Given these data frames:
df_2017 <- data.frame(
expand.grid(1:195,1:65,1:39),
value = sample(1:1000000,(195*65*39)),
period = rep("2017",(195*65*39)),
stringsAsFactors = F
)
df_2017 <- df_2017[sample(1:(195*65*39),450000),]
names(df_2017) <- c("company", "product", "acc_concept", "value", "period")
df_2017$company <- as.character(df_2017$company)
df_2017$product <- as.character(df_2017$product)
df_2017$acc_concept <- as.character(df_2017$acc_concept)
df_2017$value <- as.numeric(df_2017$value)
ratio_df <- data.frame(concept=c("numerator","numerator","numerator","denom", "denom", "denom","name"),
ratio1=c("1","","","4","","","Sales over Assets"),
ratio2=c("1","","","5","6","","Sales over Expenses A + B"), stringsAsFactors = F)
where the columns in df_2017 are:
company = This is a categorical variable with companies from 1 to 195
product = This is a categorical, with home apliance products from 1 to 65. For example, 1 could be equal to irons, 2 to television, etc
acc_concept = This is a categorical variable with accounting concepts from 1 to 39. For example, 1 would be equal to "Sales", 2 to "Total Expenses", 3 to Returns", 4 to "Assets, etc
value = This is a numeric variable, with USD from 1 to 100.000.000
period = Categorical variable. Always 2017
As the expand.grid implies, the combinations of company - product - acc_concept are never duplicated, but, It could happen that certains subjects have not every company - product - acc_concept combinations. That's why the code line "df_2017 <- df_2017[sample(1:195*65*39),450000),]", and that's why the output could turn out into NA (see below).
And where the columns in ratio_df are:
Concept = which acc_concept corresponds to numerator, which one to
denominator, and which is name of the ratio
ratio1 = acc_concept and name for ratio1
ratio2 = acc_concept and name for ratio2
I want to calculate 2 ratios (ratio_df) between acc_concept, for each product within each company.
For example:
I take the first ratio "acc_concepts" and "name" from ratio_df:
num_acc_concept <- ratio_df[ratio_df$concept == "numerator", 2]

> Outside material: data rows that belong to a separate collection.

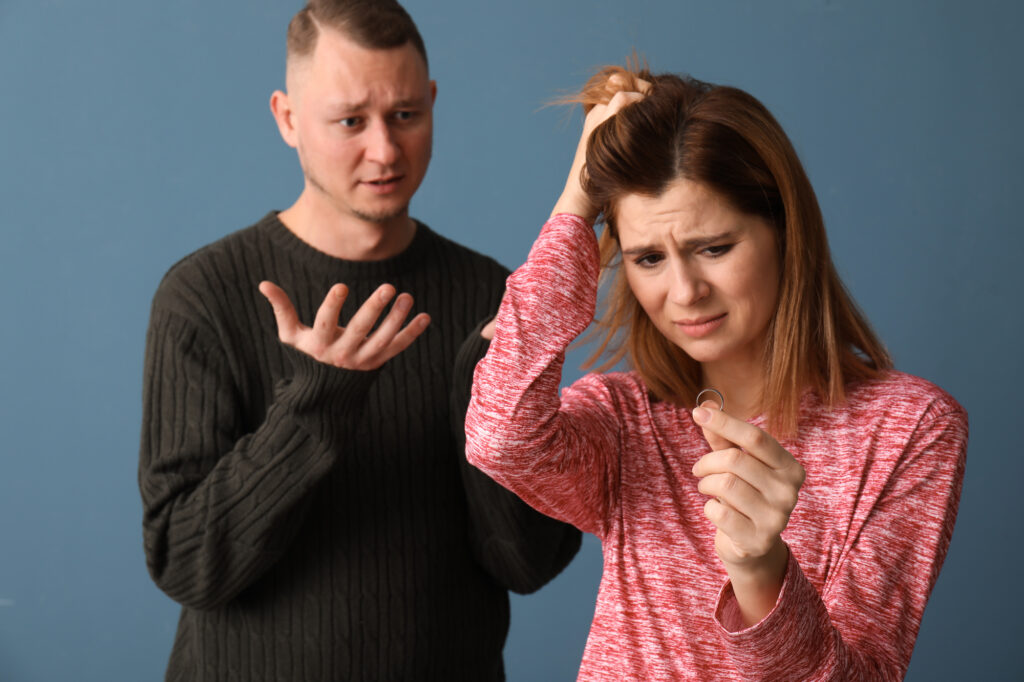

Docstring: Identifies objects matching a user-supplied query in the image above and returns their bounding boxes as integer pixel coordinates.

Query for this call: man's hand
[259,282,430,371]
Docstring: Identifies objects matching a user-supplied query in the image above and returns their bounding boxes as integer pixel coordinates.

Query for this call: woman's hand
[693,407,806,626]
[551,75,650,223]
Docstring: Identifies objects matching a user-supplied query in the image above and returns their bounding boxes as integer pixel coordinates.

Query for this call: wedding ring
[697,388,725,412]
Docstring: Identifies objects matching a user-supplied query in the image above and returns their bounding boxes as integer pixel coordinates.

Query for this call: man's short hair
[288,0,427,63]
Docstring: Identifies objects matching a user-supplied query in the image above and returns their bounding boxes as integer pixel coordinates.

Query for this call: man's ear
[270,90,299,147]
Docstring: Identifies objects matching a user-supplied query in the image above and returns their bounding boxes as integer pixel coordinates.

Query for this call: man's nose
[366,121,401,166]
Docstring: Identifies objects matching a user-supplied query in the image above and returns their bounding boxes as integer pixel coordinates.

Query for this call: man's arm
[139,278,425,608]
[451,315,582,594]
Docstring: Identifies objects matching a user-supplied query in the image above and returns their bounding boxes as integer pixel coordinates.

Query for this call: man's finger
[349,294,413,360]
[313,284,348,339]
[337,284,394,357]
[259,281,301,343]
[381,312,430,364]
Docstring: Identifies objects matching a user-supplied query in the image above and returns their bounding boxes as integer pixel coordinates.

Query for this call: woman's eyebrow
[623,229,736,256]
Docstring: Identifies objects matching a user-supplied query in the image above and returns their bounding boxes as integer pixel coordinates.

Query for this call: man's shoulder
[153,213,275,314]
[417,221,510,279]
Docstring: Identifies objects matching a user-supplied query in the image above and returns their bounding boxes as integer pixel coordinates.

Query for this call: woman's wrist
[725,538,790,627]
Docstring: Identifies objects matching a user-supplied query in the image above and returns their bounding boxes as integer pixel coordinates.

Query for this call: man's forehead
[287,32,430,96]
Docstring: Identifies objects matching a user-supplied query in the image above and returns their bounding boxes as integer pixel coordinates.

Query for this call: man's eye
[633,253,664,267]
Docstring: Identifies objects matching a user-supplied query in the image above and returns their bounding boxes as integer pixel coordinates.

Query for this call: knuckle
[725,447,745,468]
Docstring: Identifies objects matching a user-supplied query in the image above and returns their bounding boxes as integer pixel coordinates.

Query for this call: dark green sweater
[139,213,580,682]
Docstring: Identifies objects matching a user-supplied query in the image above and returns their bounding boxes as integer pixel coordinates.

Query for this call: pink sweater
[466,214,967,682]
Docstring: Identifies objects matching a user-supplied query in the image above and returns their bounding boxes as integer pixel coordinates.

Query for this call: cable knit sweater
[466,214,967,681]
[139,213,580,682]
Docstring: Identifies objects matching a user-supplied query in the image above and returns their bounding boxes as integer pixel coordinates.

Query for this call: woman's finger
[693,407,793,469]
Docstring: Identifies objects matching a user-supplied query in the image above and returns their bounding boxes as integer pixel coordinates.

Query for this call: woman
[466,68,967,680]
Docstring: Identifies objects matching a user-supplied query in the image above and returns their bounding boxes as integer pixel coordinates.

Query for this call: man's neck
[278,195,416,261]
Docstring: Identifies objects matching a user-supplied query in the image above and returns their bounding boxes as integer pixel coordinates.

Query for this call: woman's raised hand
[551,74,650,223]
[259,282,430,370]
[693,407,806,625]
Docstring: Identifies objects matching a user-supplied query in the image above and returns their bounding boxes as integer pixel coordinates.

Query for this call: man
[139,0,580,681]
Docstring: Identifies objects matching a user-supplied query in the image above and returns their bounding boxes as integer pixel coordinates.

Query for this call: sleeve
[716,403,968,680]
[451,324,582,594]
[138,301,376,609]
[466,214,618,537]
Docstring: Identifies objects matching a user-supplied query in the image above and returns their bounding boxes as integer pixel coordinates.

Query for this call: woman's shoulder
[831,370,967,424]
[562,371,650,414]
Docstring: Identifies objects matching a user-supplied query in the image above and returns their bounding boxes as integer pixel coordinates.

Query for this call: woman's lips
[674,312,726,339]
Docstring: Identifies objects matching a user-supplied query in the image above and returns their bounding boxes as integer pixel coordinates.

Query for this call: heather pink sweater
[466,214,967,682]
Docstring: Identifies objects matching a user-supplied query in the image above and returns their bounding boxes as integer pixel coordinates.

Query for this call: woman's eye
[700,244,732,258]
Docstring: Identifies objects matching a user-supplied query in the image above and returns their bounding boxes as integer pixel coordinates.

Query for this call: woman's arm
[704,406,967,680]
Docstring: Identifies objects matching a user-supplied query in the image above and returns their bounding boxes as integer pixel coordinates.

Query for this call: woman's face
[615,179,779,373]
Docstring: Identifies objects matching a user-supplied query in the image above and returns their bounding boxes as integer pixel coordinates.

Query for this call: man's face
[274,28,436,223]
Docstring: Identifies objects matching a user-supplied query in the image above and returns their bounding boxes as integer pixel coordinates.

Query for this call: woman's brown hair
[571,67,892,435]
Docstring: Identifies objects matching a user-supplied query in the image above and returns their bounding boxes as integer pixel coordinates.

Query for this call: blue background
[0,0,1024,682]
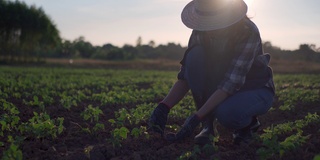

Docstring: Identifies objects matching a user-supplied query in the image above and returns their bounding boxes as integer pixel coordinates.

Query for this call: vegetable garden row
[0,67,320,160]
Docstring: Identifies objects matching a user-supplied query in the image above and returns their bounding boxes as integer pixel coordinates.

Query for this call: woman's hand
[165,114,201,142]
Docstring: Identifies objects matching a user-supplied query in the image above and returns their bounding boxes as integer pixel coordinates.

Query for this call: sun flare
[244,0,253,7]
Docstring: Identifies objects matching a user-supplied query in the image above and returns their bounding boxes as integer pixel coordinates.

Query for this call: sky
[20,0,320,50]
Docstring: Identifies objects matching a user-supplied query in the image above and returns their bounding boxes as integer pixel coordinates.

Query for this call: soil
[0,94,320,160]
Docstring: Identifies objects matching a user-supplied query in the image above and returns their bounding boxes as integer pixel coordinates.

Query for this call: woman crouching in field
[149,0,275,144]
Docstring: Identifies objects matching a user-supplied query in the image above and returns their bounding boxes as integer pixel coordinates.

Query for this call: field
[0,66,320,160]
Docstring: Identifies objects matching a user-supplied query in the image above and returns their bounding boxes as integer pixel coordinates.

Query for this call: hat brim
[181,0,248,31]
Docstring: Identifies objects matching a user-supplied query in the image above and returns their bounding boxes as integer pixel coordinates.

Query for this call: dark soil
[0,95,320,160]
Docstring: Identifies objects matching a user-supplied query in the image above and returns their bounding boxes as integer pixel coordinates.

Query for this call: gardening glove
[149,103,169,135]
[166,114,201,142]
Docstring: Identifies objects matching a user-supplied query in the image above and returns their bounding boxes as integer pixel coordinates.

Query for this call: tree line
[0,0,320,64]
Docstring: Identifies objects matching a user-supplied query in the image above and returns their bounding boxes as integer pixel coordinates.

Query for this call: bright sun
[244,0,253,7]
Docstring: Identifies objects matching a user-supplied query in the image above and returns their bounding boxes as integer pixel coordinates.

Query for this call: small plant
[81,105,103,122]
[19,112,64,138]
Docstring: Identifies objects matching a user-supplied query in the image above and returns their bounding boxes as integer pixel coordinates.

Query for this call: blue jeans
[185,46,274,129]
[214,87,274,129]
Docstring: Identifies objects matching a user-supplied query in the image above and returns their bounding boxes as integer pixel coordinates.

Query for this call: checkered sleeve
[218,32,262,94]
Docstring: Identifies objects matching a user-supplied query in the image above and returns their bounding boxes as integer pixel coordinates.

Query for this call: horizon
[15,0,320,50]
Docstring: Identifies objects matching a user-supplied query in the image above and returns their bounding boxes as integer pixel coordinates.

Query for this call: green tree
[0,0,61,61]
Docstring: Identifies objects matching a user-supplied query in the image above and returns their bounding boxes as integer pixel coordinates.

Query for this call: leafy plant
[19,112,64,138]
[81,105,103,122]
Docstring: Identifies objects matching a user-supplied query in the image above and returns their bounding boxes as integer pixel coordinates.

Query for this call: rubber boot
[194,116,216,145]
[233,117,261,145]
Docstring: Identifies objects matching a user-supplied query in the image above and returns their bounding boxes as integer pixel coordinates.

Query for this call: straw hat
[181,0,248,31]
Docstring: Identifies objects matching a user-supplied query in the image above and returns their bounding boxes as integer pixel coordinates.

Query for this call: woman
[149,0,274,144]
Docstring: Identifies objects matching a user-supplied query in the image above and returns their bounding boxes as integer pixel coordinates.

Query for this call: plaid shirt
[182,19,274,94]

denom_acc_concept <- ratio_df[ratio_df$concept == "denom", 2]
ratio_name <- ratio_df[ratio_df$concept == "name", 2]
Then I calculate the ratio for one product of one company, just to show you want i want to do:
ratio1_value <- sum(df_2017[df_2017$company == 1 & df_2017$product == 1 & df_2017$acc_concept %in% num_acc_concept, 4]) / sum(df_2017[df_2017$company == 1 & df_2017$product == 1 & df_2017$acc_concept %in% denom_acc_concept, 4])
Output:
output <- data.frame(Company="1", Product="1", desc_ratio=ratio_name, ratio_value = ratio1_value, stringsAsFactors = F)
As i said before i want to do this for each product within each company
The output data.frame could be something like this (ratios aren't the true ones because i haven't done the calculations yet):
company product desc_ratio ratio_value
1 1 Sales over Assets 0.9303675
1 2 Sales over Assets 1.30
1 3 Sales over Assets Nan
1 4 Sales over Assets Inf
1 5 Sales over Assets 2.32
1 6 Sales over Assets NA
.
.
.
1 1 Sales over Expenses A + B 3.25
.
.
.
2 1 Sales over Assets 0.256
and so on...
NaN when ratio is 0 / 0
Inf when ratio is number / 0
NA when there is no data for certain company and product.
I hope i have made myself clear this time :)
Is there any way to solve this row problem with dplyr? Should I cast the df_2017 for mutating? In this case, which is the best way for casting?
Any help would be welcome!
This is one way of doing it. At the end I timed the code on all of your records.
First create a function to create all the ratios. Do note, this function is only useful inside the dplyr code.
ratio <- function(data){
result <- data.frame(desc_ratio = rep(NA, ncol(ratio_df) -1), ratio_value = rep(NA, ncol(ratio_df) -1))
for(i in 2:ncol(ratio_df)){
num <- ratio_df[ratio_df$concept == "numerator", i]
denom <- ratio_df[ratio_df$concept == "denom", i]
result$desc_ratio[i-1] <- ratio_df[ratio_df$concept == "name", i]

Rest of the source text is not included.